L=cu(Symmetric(rand(10000,10000)))
C=CuArray{Float32}(undef, size(L,1),size(L,2))
D=CuArray{Float32}(undef, size(L,1),size(L,2))
D[1,1]=1
k=750

function Lapprox!(C,D,i)
    m=min((i-1),k)
    N=Int32.(partialsortperm(L[i,1:(i-1)],1:m,rev=true))
    C[i,N]=L[N,N]\L[N,i]
    D[i,i]=L[i,i] - transpose(L[i,N])*C[i,N]
end

@cuda for i=2:size(C,1) Lapprox!(C,D,i) end

but it doesn’t work… Can anyone give me some insights for the function Lapprox! and @cuda macro line, please? Thank you!

That’s not now GPU programming works. Either you write a kernel function, not a for loop as you’re using here, and launch that with @cuda, or you write a function that you broadcast over an array, which you can run on the GPU by using CuArrays instead.

Ok, thanks :slight_smile: I tried the function

function Lapprox!(C,D)
    i = (blockIdx().x-1) * blockDim().x + threadIdx().x
    m=min(i,k)
    N=Int32.(partialsortperm(L[i+1,1:i],1:m,rev=true))
    C[i+1,N]=L[N,N]\L[N,i+1]
    D[i+1,i+1]=L[i+1,i+1] - transpose(L[i+1,N])*C[i+1,N]
    return nothing
end

and @cuda threads=12 Lapprox!(C,D) but it doesn’t work.

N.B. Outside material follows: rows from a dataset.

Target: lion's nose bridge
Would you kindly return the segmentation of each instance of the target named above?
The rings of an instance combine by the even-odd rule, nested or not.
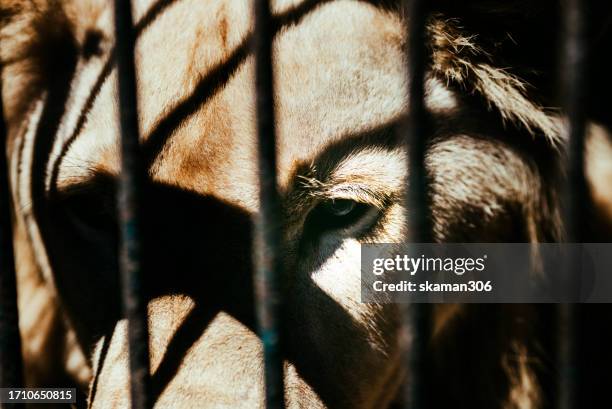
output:
[[[138,123],[136,118],[136,75],[134,70],[135,33],[132,23],[131,2],[115,1],[115,30],[117,38],[116,56],[119,78],[119,101],[122,133],[122,172],[119,182],[119,222],[121,230],[121,283],[125,315],[128,320],[127,355],[129,367],[126,369],[131,382],[131,400],[134,408],[148,408],[154,404],[155,390],[149,376],[151,351],[149,351],[147,328],[147,303],[142,291],[143,260],[150,257],[142,245],[142,225],[139,217],[142,207],[144,171],[138,149]],[[408,1],[407,13],[410,18],[409,75],[410,123],[400,129],[402,138],[409,143],[411,189],[407,200],[416,217],[413,241],[427,241],[428,227],[426,217],[426,183],[423,167],[424,145],[422,137],[426,130],[425,109],[423,104],[423,76],[425,69],[424,30],[427,17],[424,0]],[[584,190],[582,175],[582,147],[584,136],[585,104],[582,79],[584,78],[584,56],[578,52],[584,49],[584,16],[581,1],[569,0],[564,8],[565,14],[565,65],[566,73],[562,88],[566,90],[566,106],[571,122],[569,187],[567,192],[569,211],[566,220],[570,232],[579,241],[577,228],[583,205],[581,198]],[[282,333],[280,306],[281,292],[279,280],[282,277],[282,237],[280,225],[280,200],[277,191],[277,170],[275,152],[275,117],[273,101],[272,48],[273,25],[270,21],[270,8],[267,0],[254,0],[254,55],[256,61],[256,114],[257,114],[257,162],[260,212],[254,231],[254,300],[257,318],[257,332],[263,343],[265,400],[269,408],[282,408],[283,367]],[[0,387],[15,387],[22,384],[21,347],[18,330],[17,303],[15,291],[15,269],[12,249],[11,203],[6,164],[6,130],[0,123]],[[205,253],[206,248],[202,249]],[[410,348],[404,345],[408,379],[412,381],[406,390],[406,407],[426,407],[429,387],[425,384],[424,356],[425,335],[428,330],[429,311],[427,306],[412,308],[410,315],[403,321],[403,339],[412,339]],[[161,321],[160,321],[161,322]],[[559,383],[563,395],[559,407],[576,407],[576,379],[572,372],[576,359],[575,349],[575,311],[563,308],[560,314]],[[250,336],[250,335],[249,335]],[[154,351],[155,352],[155,351]],[[155,355],[155,354],[153,354]],[[127,403],[126,403],[127,406]]]

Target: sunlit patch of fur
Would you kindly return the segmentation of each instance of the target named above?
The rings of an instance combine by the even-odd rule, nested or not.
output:
[[[594,205],[612,227],[612,134],[597,124],[593,124],[588,130],[585,173]]]
[[[525,346],[515,343],[502,359],[502,367],[510,380],[510,393],[502,409],[533,409],[542,404],[542,391],[533,373],[538,362],[529,356]]]

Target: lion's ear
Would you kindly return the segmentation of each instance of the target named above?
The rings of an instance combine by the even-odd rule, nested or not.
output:
[[[516,40],[522,39],[518,34],[487,34],[485,28],[469,24],[471,18],[441,12],[431,15],[427,34],[432,72],[463,92],[481,97],[504,121],[559,144],[560,122],[553,111],[544,108],[552,104],[550,96],[541,92],[552,88],[543,86],[549,81],[543,73],[552,70],[548,65],[555,59],[554,51],[538,61],[536,48],[532,58],[525,58],[531,53],[526,38],[523,43]],[[546,51],[540,50],[538,56],[543,54]]]
[[[406,1],[378,0],[396,10]],[[430,13],[433,71],[482,96],[504,120],[557,143],[558,121],[542,107],[557,105],[560,0],[421,1]]]
[[[433,12],[457,21],[500,67],[540,90],[552,89],[558,60],[559,0],[436,0]],[[552,95],[550,95],[552,97]],[[546,101],[549,102],[549,101]]]
[[[530,97],[543,105],[558,107],[559,63],[563,35],[563,0],[433,0],[433,13],[454,20],[466,35],[489,52],[499,67],[529,84]],[[609,99],[612,95],[612,62],[606,52],[612,43],[612,2],[585,0],[590,116],[612,127]]]

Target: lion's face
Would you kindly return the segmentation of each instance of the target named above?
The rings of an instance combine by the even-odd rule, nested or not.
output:
[[[213,407],[262,402],[251,313],[251,219],[259,204],[248,6],[179,2],[139,37],[141,129],[153,180],[145,203],[154,209],[148,237],[155,259],[147,273],[154,286],[151,360],[160,407],[192,407],[193,399]],[[279,7],[278,14],[292,7]],[[334,2],[297,14],[303,16],[281,29],[275,49],[288,222],[287,394],[300,407],[373,407],[393,394],[372,392],[399,381],[397,322],[392,310],[359,302],[359,242],[400,238],[405,165],[391,125],[405,99],[402,28],[367,4]],[[107,19],[104,12],[99,21]],[[109,39],[102,48],[112,35],[108,24],[100,25],[93,28]],[[101,53],[80,62],[73,95],[88,95],[107,58]],[[65,237],[58,249],[62,275],[81,274],[84,286],[92,276],[116,285],[104,278],[116,262],[112,213],[108,223],[98,223],[83,208],[84,200],[112,201],[104,186],[119,166],[115,75],[59,165],[59,196],[69,192],[59,212],[71,208],[76,215],[50,222]],[[79,193],[81,186],[88,191]],[[71,218],[74,233],[67,238]],[[108,295],[99,295],[91,300],[108,303]],[[92,310],[77,308],[76,320],[87,320]],[[96,356],[94,407],[128,399],[125,327],[120,322],[107,334],[108,353],[104,360]],[[185,334],[189,341],[172,341]]]
[[[26,120],[11,128],[15,155],[34,163],[16,177],[44,180],[16,200],[34,216],[28,223],[44,254],[39,263],[93,357],[95,408],[124,407],[129,399],[116,269],[116,69],[108,63],[106,3],[67,6],[80,51],[73,70],[33,97]],[[159,407],[260,407],[249,2],[135,3],[139,115],[151,179],[144,211],[155,399]],[[404,28],[397,13],[367,2],[277,3],[286,397],[290,407],[384,407],[402,381],[399,316],[394,306],[360,303],[359,246],[405,234],[407,163],[394,131],[407,100]],[[519,131],[433,74],[427,106],[436,239],[537,239],[529,213],[541,200],[537,169],[507,138]],[[49,129],[54,142],[37,154],[44,151],[39,135]],[[40,168],[37,157],[48,158]],[[37,185],[48,199],[36,197]]]

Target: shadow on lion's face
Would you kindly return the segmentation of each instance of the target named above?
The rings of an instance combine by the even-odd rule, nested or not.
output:
[[[261,407],[251,271],[259,203],[248,2],[135,3],[142,148],[150,176],[143,218],[155,402]],[[404,28],[396,12],[367,2],[290,3],[276,5],[274,49],[285,394],[289,407],[386,407],[403,381],[399,316],[393,305],[360,302],[359,246],[398,242],[406,233],[407,164],[396,135],[407,99]],[[45,73],[48,82],[37,85],[44,92],[7,110],[9,125],[26,124],[10,129],[15,160],[32,169],[17,172],[19,186],[27,187],[16,200],[31,240],[44,245],[39,262],[47,279],[91,356],[91,406],[126,407],[111,13],[106,2],[92,0],[49,18],[67,25],[69,34],[52,33],[66,55],[61,62],[45,57],[53,69]],[[70,41],[62,43],[63,36]],[[520,109],[537,112],[510,115],[523,126],[503,124],[486,100],[491,95],[472,95],[447,80],[432,69],[426,81],[435,239],[554,239],[556,202],[546,183],[556,153],[544,135],[531,138],[524,127],[543,121],[550,138],[546,121],[552,120],[517,99]],[[503,83],[508,97],[525,98],[511,89],[515,80]],[[16,79],[9,88],[32,84],[38,83]],[[436,333],[444,333],[457,310],[437,310]]]

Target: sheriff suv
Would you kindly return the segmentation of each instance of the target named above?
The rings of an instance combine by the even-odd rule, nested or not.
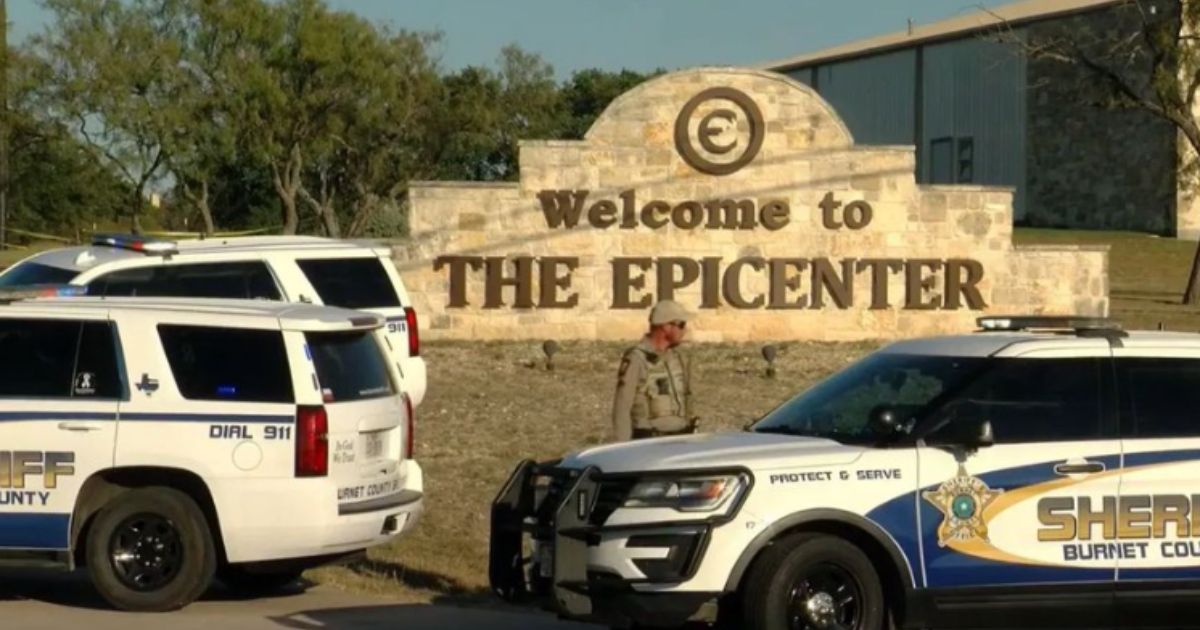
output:
[[[164,611],[414,526],[382,316],[30,294],[0,290],[0,565],[86,566],[113,606]]]
[[[425,398],[417,314],[391,250],[311,236],[165,241],[96,235],[90,245],[35,254],[0,287],[72,284],[96,296],[278,300],[340,306],[387,319],[387,345],[413,405]]]
[[[980,327],[890,345],[744,432],[521,463],[494,590],[613,626],[1200,624],[1200,335]]]

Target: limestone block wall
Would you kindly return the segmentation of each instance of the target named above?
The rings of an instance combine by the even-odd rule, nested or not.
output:
[[[753,105],[717,97],[681,115],[714,87]],[[744,150],[756,134],[761,147]],[[728,174],[695,164],[739,151],[750,159]],[[395,259],[434,339],[633,339],[646,328],[639,299],[656,297],[698,314],[698,341],[1107,313],[1105,251],[1015,248],[1011,190],[918,186],[914,167],[912,147],[856,146],[827,103],[781,75],[677,72],[618,98],[582,141],[522,143],[518,182],[414,183]],[[753,225],[706,216],[722,201],[752,207],[733,216]]]

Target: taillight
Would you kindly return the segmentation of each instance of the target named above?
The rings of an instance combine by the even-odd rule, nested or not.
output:
[[[420,356],[421,335],[417,333],[417,312],[411,306],[404,308],[404,324],[408,327],[408,356]]]
[[[413,417],[412,399],[408,397],[408,394],[402,394],[402,396],[404,397],[404,459],[412,459],[416,450],[417,420]]]
[[[296,408],[296,476],[329,474],[329,416],[324,407]]]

Those heavyweight functions (transpose, partialsortperm) are probably not GPU compatible. Furthermore, you need to be using GPU memory, i.e. CuArrays, for C and D. You’ll need to get some CUDA experience, using CUDAnative in Julia works at a similar abstraction level. Have a look at this tutorial: https://juliagpu.gitlab.io/CuArrays.jl/tutorials/generated/intro/

For a more high-level abstraction level, you can use the broadcasting functionality from CuArrays (similar to broadcasting on regular Arrays), but you’ll also need to take care about not calling GPU incompatible functionality.

Yes, I think the problem is with the non-compatible functions. I think I saw something like this in the error message. Thanks for your suggestion :slight_smile: Will try to deal with it. CUDA seems interesting but if I’m not able to do it, I will go back to my regular code :slight_smile: As you said, it requires experience and I’m still new in GPU programming.